Africa imports more than 70 percent of its refined fuel and some $230 billion worth of essential goods, including food, plastics, steel, and fertiliser each year, the AFC said in a report released at a Nairobi summit.
One possible part of the solution was announced at the summit where Africa's richest man, Aliko Dangote, told Kenya's William Ruto and Uganda's Yoweri Museveni that he would build a refinery in east Africa similar to his huge complex in Nigeria.
"I can give commitment to the two presidents that are here: If they will support the refinery, we'll build the identical one that we have in Nigeria -- 650,000 barrels," Dangote told the audience.
Africa's dependence on fuel imports will continue to rise from 74 million tonnes in 2023 to 86 million tonnes in 2040, the AFC, a Pan-African organisation that helps fund and develop infrastructure, said in its report.
That is equivalent to almost three of Dangote's Nigeria refinery -- by far the biggest in Africa.
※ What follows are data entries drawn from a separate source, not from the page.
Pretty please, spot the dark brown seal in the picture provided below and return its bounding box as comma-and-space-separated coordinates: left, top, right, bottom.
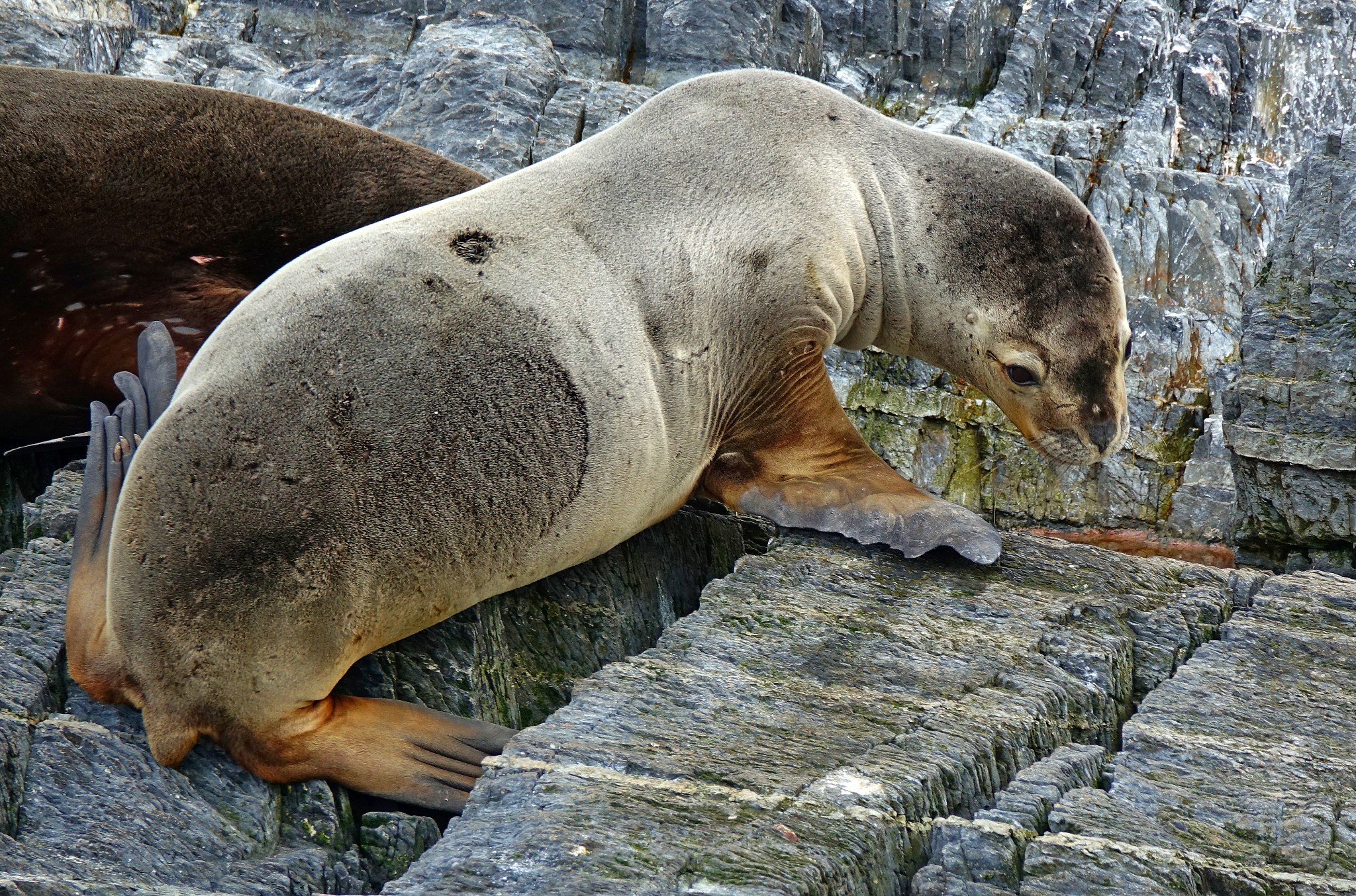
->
0, 65, 485, 449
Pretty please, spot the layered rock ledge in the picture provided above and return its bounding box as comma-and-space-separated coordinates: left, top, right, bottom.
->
8, 458, 1356, 896
385, 534, 1285, 896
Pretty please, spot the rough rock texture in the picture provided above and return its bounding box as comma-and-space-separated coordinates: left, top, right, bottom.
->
0, 464, 744, 896
1223, 139, 1356, 573
385, 535, 1260, 896
911, 572, 1356, 896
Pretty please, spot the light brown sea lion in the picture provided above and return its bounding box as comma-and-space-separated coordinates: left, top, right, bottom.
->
68, 71, 1130, 811
0, 65, 485, 450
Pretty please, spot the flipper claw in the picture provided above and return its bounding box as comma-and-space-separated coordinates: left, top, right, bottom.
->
113, 370, 150, 435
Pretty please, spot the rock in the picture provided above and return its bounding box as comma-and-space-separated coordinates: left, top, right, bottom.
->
385, 533, 1260, 896
626, 0, 824, 87
0, 464, 744, 896
1223, 139, 1356, 573
911, 572, 1356, 896
358, 812, 440, 885
532, 77, 656, 161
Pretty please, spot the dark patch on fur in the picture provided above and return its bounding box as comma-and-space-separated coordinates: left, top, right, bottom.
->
937, 156, 1116, 343
450, 230, 495, 264
1069, 353, 1114, 404
117, 274, 589, 686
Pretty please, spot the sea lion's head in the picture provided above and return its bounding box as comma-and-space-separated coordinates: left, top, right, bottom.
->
883, 138, 1131, 465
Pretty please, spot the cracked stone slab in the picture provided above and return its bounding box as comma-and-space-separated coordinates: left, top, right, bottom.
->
1051, 572, 1356, 881
385, 533, 1261, 896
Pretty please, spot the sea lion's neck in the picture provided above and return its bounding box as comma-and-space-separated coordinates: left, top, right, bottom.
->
838, 146, 967, 375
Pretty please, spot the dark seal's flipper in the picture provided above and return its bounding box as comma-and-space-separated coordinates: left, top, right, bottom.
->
66, 321, 177, 702
700, 340, 1002, 564
214, 695, 516, 815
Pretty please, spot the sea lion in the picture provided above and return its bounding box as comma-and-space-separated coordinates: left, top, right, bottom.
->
68, 71, 1130, 811
0, 65, 485, 450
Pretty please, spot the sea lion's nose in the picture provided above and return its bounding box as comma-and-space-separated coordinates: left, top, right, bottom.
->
1087, 416, 1116, 451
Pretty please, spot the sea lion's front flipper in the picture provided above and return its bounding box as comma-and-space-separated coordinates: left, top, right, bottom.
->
66, 321, 177, 701
700, 341, 1002, 564
219, 695, 518, 815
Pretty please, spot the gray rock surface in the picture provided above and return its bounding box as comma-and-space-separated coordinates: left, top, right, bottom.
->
385, 534, 1260, 896
889, 572, 1356, 896
1223, 139, 1356, 573
0, 464, 744, 896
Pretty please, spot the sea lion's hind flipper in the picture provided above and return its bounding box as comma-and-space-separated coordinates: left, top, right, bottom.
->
137, 320, 179, 423
222, 695, 516, 815
66, 401, 130, 701
66, 321, 179, 702
699, 349, 1002, 564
East Africa's vulnerability to supply shocks has been particularly exposed by the conflict in the Middle East and the resulting block on oil traffic through the Strait of Hormuz.
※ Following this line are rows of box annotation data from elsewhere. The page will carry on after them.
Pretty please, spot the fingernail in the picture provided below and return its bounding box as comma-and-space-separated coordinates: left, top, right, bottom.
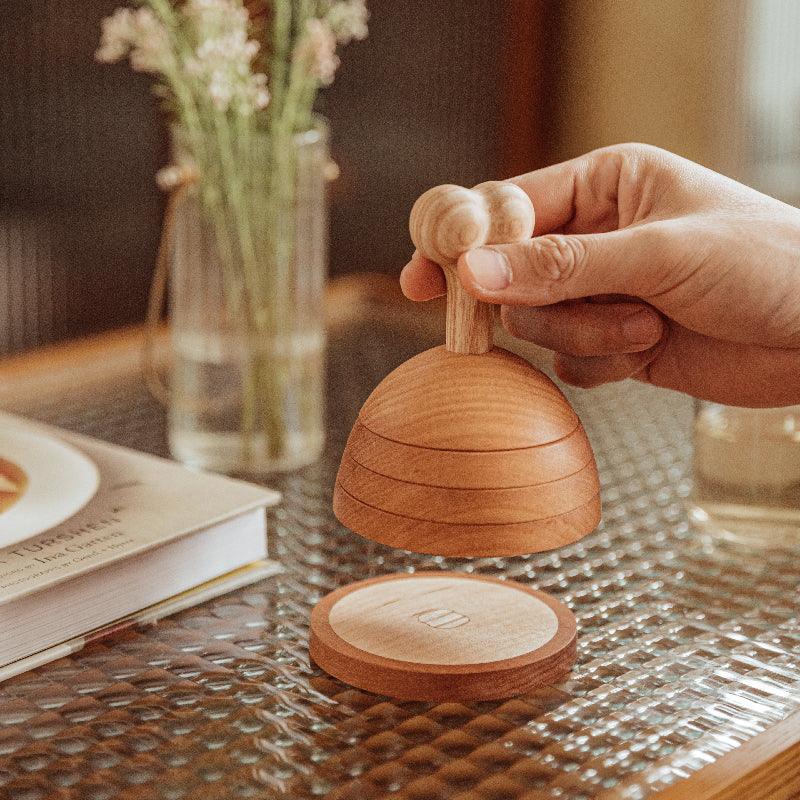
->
622, 311, 661, 344
465, 247, 511, 292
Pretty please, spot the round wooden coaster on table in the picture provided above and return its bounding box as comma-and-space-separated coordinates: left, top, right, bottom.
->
311, 182, 600, 700
311, 572, 575, 701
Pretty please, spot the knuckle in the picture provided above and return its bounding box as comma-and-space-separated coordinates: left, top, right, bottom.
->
530, 234, 586, 282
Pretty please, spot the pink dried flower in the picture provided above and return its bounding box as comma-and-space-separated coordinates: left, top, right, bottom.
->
95, 8, 171, 72
295, 17, 339, 86
325, 0, 369, 44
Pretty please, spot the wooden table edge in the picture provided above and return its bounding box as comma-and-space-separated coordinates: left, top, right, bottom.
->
597, 688, 800, 800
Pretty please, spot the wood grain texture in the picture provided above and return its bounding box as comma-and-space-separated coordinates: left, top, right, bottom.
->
409, 186, 535, 354
358, 347, 580, 452
640, 713, 800, 800
347, 421, 594, 489
333, 483, 600, 558
336, 454, 597, 525
310, 572, 576, 701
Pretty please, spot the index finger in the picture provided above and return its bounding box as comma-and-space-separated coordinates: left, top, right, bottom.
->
510, 148, 626, 236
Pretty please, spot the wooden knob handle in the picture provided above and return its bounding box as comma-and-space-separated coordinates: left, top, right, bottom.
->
409, 181, 534, 353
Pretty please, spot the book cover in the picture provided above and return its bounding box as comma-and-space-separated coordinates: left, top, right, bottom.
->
0, 413, 280, 608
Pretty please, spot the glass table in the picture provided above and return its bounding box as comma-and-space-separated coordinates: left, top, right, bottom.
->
0, 276, 800, 800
Ruto told the summit that the war showed the need for Africa to stop relying on outsiders.
"Our ambitions will remain unrealised if we continue to depend on external capital whose primary interest is securing raw materials for their own industries," said the Kenyan president.
"We cannot continue to export raw materials and import finished products made from them," he added.
- Infrastructure -
Kenya last year announced an infrastructure splurge, including 50 new hydroelectric dams and 10,000 megawatts of additional power generation within seven years, as well as plans to revamp roads, rail and airports.
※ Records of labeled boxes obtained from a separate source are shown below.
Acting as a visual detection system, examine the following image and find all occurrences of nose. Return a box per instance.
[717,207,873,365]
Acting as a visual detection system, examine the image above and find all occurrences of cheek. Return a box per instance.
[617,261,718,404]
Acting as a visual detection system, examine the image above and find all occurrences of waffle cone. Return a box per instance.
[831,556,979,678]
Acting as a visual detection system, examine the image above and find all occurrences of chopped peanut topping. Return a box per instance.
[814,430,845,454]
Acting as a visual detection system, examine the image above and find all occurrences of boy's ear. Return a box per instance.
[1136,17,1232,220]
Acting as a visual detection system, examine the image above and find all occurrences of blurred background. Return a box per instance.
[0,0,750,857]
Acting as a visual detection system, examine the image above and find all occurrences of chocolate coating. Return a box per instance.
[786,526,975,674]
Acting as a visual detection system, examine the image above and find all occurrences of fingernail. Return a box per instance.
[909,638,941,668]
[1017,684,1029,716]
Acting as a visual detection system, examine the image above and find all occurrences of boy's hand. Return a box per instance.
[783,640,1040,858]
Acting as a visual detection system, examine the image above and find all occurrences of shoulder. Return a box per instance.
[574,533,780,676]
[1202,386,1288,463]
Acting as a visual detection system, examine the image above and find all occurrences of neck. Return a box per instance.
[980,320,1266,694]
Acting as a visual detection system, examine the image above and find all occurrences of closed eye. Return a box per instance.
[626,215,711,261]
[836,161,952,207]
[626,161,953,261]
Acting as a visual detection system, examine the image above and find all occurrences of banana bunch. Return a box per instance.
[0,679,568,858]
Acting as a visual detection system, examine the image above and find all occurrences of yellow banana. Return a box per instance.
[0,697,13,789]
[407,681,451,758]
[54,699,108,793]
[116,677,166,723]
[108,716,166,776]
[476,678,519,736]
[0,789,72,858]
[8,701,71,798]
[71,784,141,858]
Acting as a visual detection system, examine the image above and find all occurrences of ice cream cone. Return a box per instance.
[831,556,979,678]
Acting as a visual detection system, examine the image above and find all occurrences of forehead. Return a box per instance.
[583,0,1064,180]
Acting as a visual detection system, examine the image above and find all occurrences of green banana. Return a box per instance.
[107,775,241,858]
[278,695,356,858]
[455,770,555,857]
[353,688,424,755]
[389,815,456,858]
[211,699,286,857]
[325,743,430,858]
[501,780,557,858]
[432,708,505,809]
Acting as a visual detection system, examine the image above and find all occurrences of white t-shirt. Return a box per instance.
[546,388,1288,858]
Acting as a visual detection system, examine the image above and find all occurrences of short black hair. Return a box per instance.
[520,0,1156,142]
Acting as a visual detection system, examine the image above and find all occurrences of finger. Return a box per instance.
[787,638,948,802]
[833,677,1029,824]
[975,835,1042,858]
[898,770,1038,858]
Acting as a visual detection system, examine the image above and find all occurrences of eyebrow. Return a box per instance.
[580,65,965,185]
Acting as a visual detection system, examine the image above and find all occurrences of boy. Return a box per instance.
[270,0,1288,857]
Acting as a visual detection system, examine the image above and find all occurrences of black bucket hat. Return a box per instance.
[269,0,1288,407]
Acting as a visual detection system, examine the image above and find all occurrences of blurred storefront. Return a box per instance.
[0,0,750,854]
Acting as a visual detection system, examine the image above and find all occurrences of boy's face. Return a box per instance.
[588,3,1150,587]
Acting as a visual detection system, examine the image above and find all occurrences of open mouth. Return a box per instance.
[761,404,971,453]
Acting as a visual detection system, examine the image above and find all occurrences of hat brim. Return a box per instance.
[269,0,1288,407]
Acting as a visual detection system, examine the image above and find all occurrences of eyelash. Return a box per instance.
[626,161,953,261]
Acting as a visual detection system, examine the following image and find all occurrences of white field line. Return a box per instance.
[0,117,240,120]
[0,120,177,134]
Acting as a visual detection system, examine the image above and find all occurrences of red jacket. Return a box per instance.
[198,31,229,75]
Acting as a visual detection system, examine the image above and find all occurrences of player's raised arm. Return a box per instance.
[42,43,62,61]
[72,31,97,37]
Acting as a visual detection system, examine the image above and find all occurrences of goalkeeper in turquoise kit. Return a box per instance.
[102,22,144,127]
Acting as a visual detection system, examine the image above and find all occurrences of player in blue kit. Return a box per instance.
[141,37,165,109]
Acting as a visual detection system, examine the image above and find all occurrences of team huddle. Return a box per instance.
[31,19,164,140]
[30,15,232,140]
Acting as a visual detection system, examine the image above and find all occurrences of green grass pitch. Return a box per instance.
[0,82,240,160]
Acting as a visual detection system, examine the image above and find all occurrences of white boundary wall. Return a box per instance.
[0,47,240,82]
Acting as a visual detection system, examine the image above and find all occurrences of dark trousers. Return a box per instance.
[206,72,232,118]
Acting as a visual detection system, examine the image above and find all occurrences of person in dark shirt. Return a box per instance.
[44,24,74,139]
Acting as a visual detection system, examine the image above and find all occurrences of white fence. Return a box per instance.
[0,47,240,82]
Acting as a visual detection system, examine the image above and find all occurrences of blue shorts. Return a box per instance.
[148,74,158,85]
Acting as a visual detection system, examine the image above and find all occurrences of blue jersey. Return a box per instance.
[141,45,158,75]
"While historical injustices from colonialism to inequities in the global economic order are real, we must also acknowledge that other regions have faced similar challenges, but they have risen above them," Ruto said.
"We are constrained only by the extent that we accept the status quo through acquiescence, complacency, and limited ambition."
Fixing Africa's energy shortfall requires new hubs and better performance from existing assets, the AFC report said.
AFC's chief economist Rita Babihuga-Nsanze highlighted the example of Zambian dams that were not designed to cope with new drought conditions, and two gigawatts of Angolan hydropower that was not connected to the regional grid and therefore went to waste.
She also spoke of the fertiliser shortages caused by the war, since a high proportion comes from the Gulf.
Such vulnerabilities are "strange", said Babihuga-Nsanze: Africa has 80 percent of the world's phosphate reserves -- a key fertiliser source -- yet only produces 20 percent of the global stock.
"There's a real opportunity for Africa to step in the gap here," she said.